The increasing complexity of electronic system design requires significant engineering effort across schematic design, PCB layout, and FPGA development. Engineering teams often face recurring issues such as design errors, inefficient reuse of previous work, and time-consuming debugging cycles that lead to budget overruns and delayed delivery. At the same time, companies possess a large amount of valuable internal knowledge distributed across many experienced engineers. This project explores how AI agents can leverage such knowledge to improve design efficiency, ensure quality, and reduce development risks while maintaining strict data confidentiality.

The objective of this thesis is to design and evaluate a set of AI-based agents that support engineering teams throughout key stages of electronic system development: schematic design, PCB layout, and FPGA design. A master student will focus his/her thesis in one of the topics:

• For schematic design, the AI agent will assist engineers by identifying similarities with previously developed circuits, enabling reuse of validated design blocks, and recommending updated components where appropriate. Additionally, it will perform automated checks to detect inconsistencies and prevent common errors such as incorrect signal connections or copy-paste mistakes.
  
• In PCB layout, the focus will be on enforcing Design-for-Manufacturing (DfM) principles and ensuring compliance with internal quality standards. The agent will continuously review layout decisions, highlighting potential violations and suggesting improvements to enhance manufacturability and reliability.
  
• For FPGA design, the agent will target known development bottlenecks such as timing closure issues, clock-domain crossings, interface mismatches, and constraint definition errors. By providing guidance and automated diagnostics, it aims to accelerate development despite limited expert resources.
  

A key goal is to support engineers early in the design process by generating architectural proposals, identifying critical design considerations, and providing structured guidance.

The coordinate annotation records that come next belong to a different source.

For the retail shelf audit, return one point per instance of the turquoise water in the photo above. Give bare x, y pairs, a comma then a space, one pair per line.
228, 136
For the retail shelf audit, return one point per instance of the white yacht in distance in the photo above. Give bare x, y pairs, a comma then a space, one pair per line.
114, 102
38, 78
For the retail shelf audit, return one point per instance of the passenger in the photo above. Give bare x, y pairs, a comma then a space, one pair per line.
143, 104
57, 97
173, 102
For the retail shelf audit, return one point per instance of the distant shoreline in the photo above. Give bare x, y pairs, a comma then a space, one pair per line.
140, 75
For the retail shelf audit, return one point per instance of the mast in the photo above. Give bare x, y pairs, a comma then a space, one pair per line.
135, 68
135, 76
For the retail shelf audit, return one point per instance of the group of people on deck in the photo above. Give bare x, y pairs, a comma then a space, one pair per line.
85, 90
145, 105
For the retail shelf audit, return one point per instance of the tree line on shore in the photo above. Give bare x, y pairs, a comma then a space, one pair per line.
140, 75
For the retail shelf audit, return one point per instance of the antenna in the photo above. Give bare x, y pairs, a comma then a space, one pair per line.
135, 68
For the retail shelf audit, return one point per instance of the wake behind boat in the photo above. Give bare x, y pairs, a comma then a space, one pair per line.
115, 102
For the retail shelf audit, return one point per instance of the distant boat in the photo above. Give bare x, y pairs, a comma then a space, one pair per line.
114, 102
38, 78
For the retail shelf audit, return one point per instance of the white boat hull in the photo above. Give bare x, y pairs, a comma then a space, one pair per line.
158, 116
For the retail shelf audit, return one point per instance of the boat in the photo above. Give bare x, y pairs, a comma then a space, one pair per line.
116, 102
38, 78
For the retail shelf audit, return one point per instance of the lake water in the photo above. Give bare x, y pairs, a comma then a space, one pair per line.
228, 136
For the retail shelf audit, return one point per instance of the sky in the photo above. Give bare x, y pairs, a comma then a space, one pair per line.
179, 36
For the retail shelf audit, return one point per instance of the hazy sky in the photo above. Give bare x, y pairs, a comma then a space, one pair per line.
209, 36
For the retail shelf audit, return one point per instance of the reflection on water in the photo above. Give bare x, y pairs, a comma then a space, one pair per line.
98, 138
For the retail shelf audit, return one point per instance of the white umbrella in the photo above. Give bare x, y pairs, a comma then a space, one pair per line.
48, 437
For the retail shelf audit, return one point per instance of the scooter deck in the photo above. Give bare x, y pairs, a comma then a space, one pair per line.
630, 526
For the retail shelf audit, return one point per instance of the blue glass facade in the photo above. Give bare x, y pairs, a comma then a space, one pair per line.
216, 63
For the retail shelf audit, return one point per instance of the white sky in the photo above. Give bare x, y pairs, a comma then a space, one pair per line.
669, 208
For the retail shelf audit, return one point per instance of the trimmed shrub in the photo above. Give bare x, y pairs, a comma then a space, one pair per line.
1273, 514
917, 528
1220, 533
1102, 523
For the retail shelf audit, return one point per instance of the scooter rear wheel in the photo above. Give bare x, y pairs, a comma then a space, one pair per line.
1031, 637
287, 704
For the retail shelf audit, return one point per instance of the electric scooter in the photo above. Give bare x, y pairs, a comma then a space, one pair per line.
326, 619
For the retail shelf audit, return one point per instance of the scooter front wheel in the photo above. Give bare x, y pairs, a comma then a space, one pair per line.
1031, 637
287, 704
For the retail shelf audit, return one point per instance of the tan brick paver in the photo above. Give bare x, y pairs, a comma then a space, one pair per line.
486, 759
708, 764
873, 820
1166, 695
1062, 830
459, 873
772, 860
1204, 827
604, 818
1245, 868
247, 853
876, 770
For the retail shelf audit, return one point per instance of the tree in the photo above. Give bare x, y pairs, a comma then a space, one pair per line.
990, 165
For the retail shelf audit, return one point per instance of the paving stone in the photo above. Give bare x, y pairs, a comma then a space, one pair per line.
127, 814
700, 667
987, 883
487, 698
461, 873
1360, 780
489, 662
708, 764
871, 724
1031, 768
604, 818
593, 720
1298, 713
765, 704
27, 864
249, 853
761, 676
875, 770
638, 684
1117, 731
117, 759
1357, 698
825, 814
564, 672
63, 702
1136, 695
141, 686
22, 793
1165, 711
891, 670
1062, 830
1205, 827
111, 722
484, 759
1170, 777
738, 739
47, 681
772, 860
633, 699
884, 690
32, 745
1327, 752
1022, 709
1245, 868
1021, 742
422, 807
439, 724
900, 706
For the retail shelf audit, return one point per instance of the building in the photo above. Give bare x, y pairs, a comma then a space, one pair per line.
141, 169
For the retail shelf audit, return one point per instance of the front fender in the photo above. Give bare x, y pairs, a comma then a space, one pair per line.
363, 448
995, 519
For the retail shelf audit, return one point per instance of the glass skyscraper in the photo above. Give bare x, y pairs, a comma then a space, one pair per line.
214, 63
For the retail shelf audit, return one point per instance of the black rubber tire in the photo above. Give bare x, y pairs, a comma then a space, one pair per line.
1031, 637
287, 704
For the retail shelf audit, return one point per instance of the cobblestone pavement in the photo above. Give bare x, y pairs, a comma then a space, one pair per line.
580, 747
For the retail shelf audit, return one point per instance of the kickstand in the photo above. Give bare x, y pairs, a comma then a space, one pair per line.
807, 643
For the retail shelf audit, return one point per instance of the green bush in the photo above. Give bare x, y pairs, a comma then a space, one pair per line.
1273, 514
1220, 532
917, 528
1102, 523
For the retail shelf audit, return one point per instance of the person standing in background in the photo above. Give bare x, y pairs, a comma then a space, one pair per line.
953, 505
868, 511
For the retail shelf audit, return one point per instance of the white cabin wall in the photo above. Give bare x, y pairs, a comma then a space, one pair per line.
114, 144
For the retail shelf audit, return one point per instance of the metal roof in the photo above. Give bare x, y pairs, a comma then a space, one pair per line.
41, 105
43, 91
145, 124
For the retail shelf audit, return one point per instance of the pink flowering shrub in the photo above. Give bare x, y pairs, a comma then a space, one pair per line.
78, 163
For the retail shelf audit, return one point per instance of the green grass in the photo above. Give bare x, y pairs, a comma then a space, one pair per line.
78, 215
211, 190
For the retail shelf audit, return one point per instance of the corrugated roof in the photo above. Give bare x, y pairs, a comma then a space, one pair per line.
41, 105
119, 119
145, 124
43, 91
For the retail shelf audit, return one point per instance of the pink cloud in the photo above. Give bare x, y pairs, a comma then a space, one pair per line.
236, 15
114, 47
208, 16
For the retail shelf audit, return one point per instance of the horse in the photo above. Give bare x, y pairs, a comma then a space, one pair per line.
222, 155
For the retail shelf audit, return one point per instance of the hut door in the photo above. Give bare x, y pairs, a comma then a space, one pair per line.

The research will also investigate mechanisms for continuous learning from internal engineering expertise while ensuring strict protection of proprietary and customer-specific data. Techniques for secure knowledge integration, model updating, and privacy-preserving AI will be explored.

Ultimately, the project aims to demonstrate how AI agents can reduce development time, improve design quality, and minimize project overruns by addressing root causes such as schematic/layout errors and FPGA design challenges.